Under the baleful influence of Philippines President Rodrigo Duterte, now former Sri Lankan President Maithripala Sirisena early in the year announced plans to end a 43-year moratorium on the death penalty so drug offenders could be executed, kicking off his campaign with an advertisement announcing job vacancies for executioners. In April, Sirisena announced the first executions would be coming soon as he presided over the burning of seized cocaine.

"To curb the illegal drug menace, it is necessary to implement the death penalty," he said. "The death penalty will be implemented in the coming days. The list has been prepared and we have decided on the date too."

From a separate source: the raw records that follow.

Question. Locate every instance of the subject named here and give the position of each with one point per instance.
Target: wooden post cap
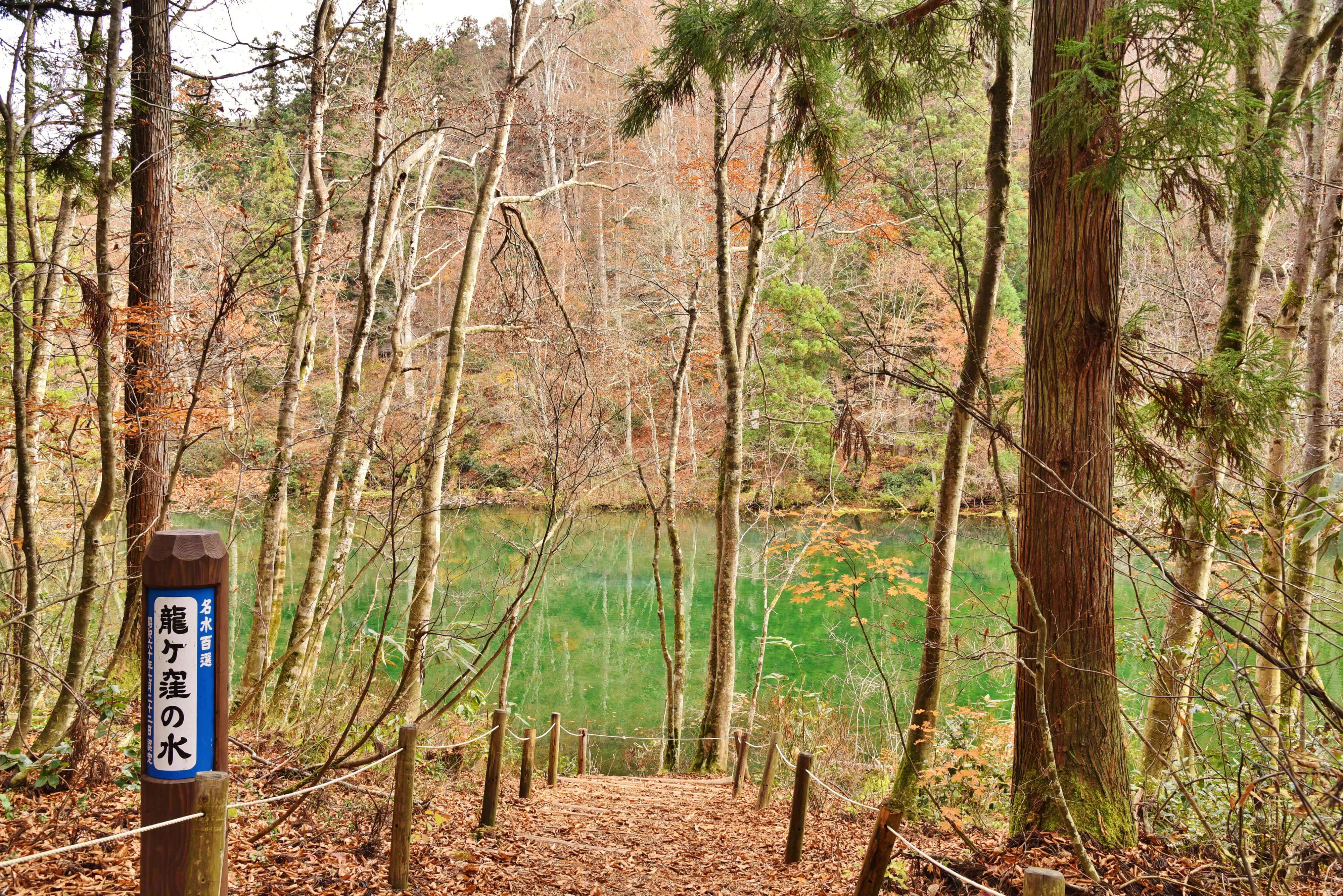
(186, 545)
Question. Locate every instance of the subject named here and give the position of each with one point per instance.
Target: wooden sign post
(183, 695)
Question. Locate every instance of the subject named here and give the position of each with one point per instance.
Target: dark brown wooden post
(553, 773)
(209, 844)
(1043, 882)
(879, 852)
(741, 772)
(768, 776)
(185, 569)
(404, 808)
(524, 776)
(798, 819)
(494, 766)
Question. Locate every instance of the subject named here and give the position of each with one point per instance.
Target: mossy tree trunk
(1267, 117)
(1067, 472)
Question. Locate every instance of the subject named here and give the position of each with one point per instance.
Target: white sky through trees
(216, 41)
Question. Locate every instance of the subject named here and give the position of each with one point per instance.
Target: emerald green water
(590, 647)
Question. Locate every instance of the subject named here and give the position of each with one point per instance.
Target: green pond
(590, 647)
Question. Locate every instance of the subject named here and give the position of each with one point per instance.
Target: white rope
(326, 784)
(101, 840)
(821, 781)
(522, 737)
(927, 858)
(449, 746)
(631, 737)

But with the country in shock after the Easter Islamic terror attacks that left more than 200 people dead, Sirisena had other issues on his mind -- although in July, Sirisena falsely blamed drug gangs for the attacks, saying they were designed to discredit his anti-drug drive.

Sirisena's blood lust has so far been thwarted by the courts. In June, the Supreme Court delayed the execution of four people set to be hanged in October for drug offenses.

In October, as Sirisena's term was running out, his plans to make the executions his last act of state was again thwarted, with the Supreme Court again staying the executions until March 20, 2020. Now it will be up to newly elected President Gotabaya Rajapaska to decide whether to continue Sirsena's aberration.

10. The Extent of the US's Drug War Fiasco in Afghanistan Becomes Achingly Apparent

In late October, the Special Inspector General for Afghanistan Reconstruction (SIGAR) issued its latest report on the seemingly endless US occupation of Afghanistan, and its analysis of American anti-opium efforts was particularly devastating. SIGAR found that although we've spent nearly $9 billion trying to suppress the opium poppy, Afghanistan remained far and away the world's largest opium producer throughout the US occupation.

The country produced a record high nine tons of opium in 2017, and although drought reduced last year's crop, SIGAR noted that "it remained at the second-highest level since the United Nations Office on Drugs and Crime (UNODC) began monitoring it in 1994."

When it comes to suppressing illicit drug crops, there are three main approaches: eradication, interdiction and alternative development. According to the new SIGAR report, all three have proven ineffectual in Afghanistan. Interdiction activities -- drug busts -- have "minimal impact on the country's opium cultivation and production," SIGAR found, while eradication efforts "have had minimal impact on curbing opium-poppy cultivation." Alternative development was funded at low levels, and SIGAR found it "ineffectual at curbing opium cultivation."

Whew, that's pretty bad, but it gets worse. This month, the Washington Post published The Afghanistan Papers: A Secret History of the War, an extensive piece of investigative reporting that showed US officials consistently lied about making progress in the war even though they knew they weren't. The papers contain a section on opium, "Overwhelmed by Opium," that makes a thoroughly depressing read as it documents the myriad ways US anti-drug policy imploded. "Of all the failures in Afghanistan, the war on drugs has been perhaps the most feckless," the Post noted. That's saying something.